Antibiotics are widely used to eradicate bacterial biofilms when treating infections. However, their prolonged use increases the risk of developing multi-resistant strains, and disrupts the ecology of the residential microflora (Cegelski et al., 2008). Hence an increasing interest for chemo-prophylactic agents, which can affect biofilm formation, and thereby reduce the time and dose of antibiotics treatments (Xavier et al., 2005; Cegelski et al., 2008). Vitamin C, a major dietary micronutrient, has been shown to exhibit bactericidal activity against mycobacteria (Vilcheze et al., 2013). However, this killing effect seems to be confined to mycobacteria, since vitamin C did not kill other opportunistic bacterial pathogens, such as Staphylococcus epidermidis, Staphylococcus aureus, Escherichia coli, and Pseudomonas aeruginosa (Khameneh et al., 2016). Interestingly, vitamin C has been reported to enhance the effect of antibiotics vs. a broad spectrum of bacteria via a synergistic effect, but the mechanism of this synergy remains unclear (Kallio et al., 2012; Khameneh et al., 2016). Similarly, vitamin C has been shown to enhance the killing effect of a physical bactericidal agent, cold atmospheric plasma, against biofilms of S. epidermidis, E. coli, and P. aeruginosa (Helgadóttir et al., 2017). In this study we set out to characterize the mechanism of this non-lethal synergistic effect of vitamin C, which enhances the effect of antibiotics and physical killing agents.

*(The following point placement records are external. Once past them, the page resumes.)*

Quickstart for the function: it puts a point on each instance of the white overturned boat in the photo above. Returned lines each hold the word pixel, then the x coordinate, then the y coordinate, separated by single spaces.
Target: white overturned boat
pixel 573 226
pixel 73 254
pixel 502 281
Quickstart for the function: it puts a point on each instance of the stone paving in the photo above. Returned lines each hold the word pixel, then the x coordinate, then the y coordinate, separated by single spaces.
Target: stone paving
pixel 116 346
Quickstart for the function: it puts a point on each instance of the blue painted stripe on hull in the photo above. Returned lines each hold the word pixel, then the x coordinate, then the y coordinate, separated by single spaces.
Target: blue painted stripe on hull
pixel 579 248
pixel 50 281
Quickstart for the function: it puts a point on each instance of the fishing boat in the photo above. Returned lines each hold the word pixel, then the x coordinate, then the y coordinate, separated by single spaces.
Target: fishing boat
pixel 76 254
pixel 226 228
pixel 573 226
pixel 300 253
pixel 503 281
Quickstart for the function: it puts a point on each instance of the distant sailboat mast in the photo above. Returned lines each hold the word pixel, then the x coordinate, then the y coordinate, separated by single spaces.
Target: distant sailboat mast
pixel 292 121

We performed an initial characterization with several bacterial strains, and different doses of vitamin C. Our conclusion was that while the low doses of vitamin C are harmless to the planktonic bacteria, they effectively destabilizes biofilms. We then focused on an in-depth quantitative analysis with Bacillus subtilis, a model organism for biofilm development (Vlamakis et al., 2013). Our findings, based on quantification of the biofilm EPS content and cell viability, quantitative proteome analyses and genome-scale metabolic modeling point to a vitamin C-dependent inhibition of the synthesis of polysaccharides that form the biofilm matrix. This proceeds via inhibition of the quorum sensing and other regulatory mechanisms, leading to repression of specific biosynthetic operons. Once the EPS content is reduced beyond a critical point, bacterial cells become exposed, and more susceptible to killing by any external factors.
Materials and Methods
Bacterial Strains, Culture Media, and Reagents
Bacillus subtilis NCIB 3610, E. coli UTI89 and P. aeruginosa PAO1 were used in this study. LB (10 g of tryptone, 5 g of yeast extract and 5 g of NaCl per liter) or solid LB medium supplemented with 1.5% agar were used for the routine growth of all bacteria. Sodium ascorbate was purchased from Sigma–Aldrich.
Bacterial Growth and Biofilm Formation
For growth analysis, an overnight bacterial culture was diluted 1:100 (1 × 107 CFU) in LB medium with 1% glycerol for B. subtilis, plain LB medium for P. aeruginosa and E. coli, with varying concentrations of sodium ascorbate (neutral pH form). The diluted cultures were incubated at 37°C with continuous agitation (200 rpm) and the absorbance of the culture was measured periodically at 600 nm for 9 h with intervals of 1 h. B. subtilis biofilms were formed in LBGM medium (LB medium containing 1% glycerol; 1 mM MnSO4). 2–5 × 106 CFU/mL of bacterial culture was inoculated into 5 mL of LBGM medium and incubated at 37°C for 24 h without agitation. E. coli and P. aeruginosa biofilms were formed on 24 well plates. 2–5 × 106 CFU/mL of an overnight bacterial culture was inoculated into a 24 well plate containing 2 mL of LB broth and incubated for 24 h without agitation.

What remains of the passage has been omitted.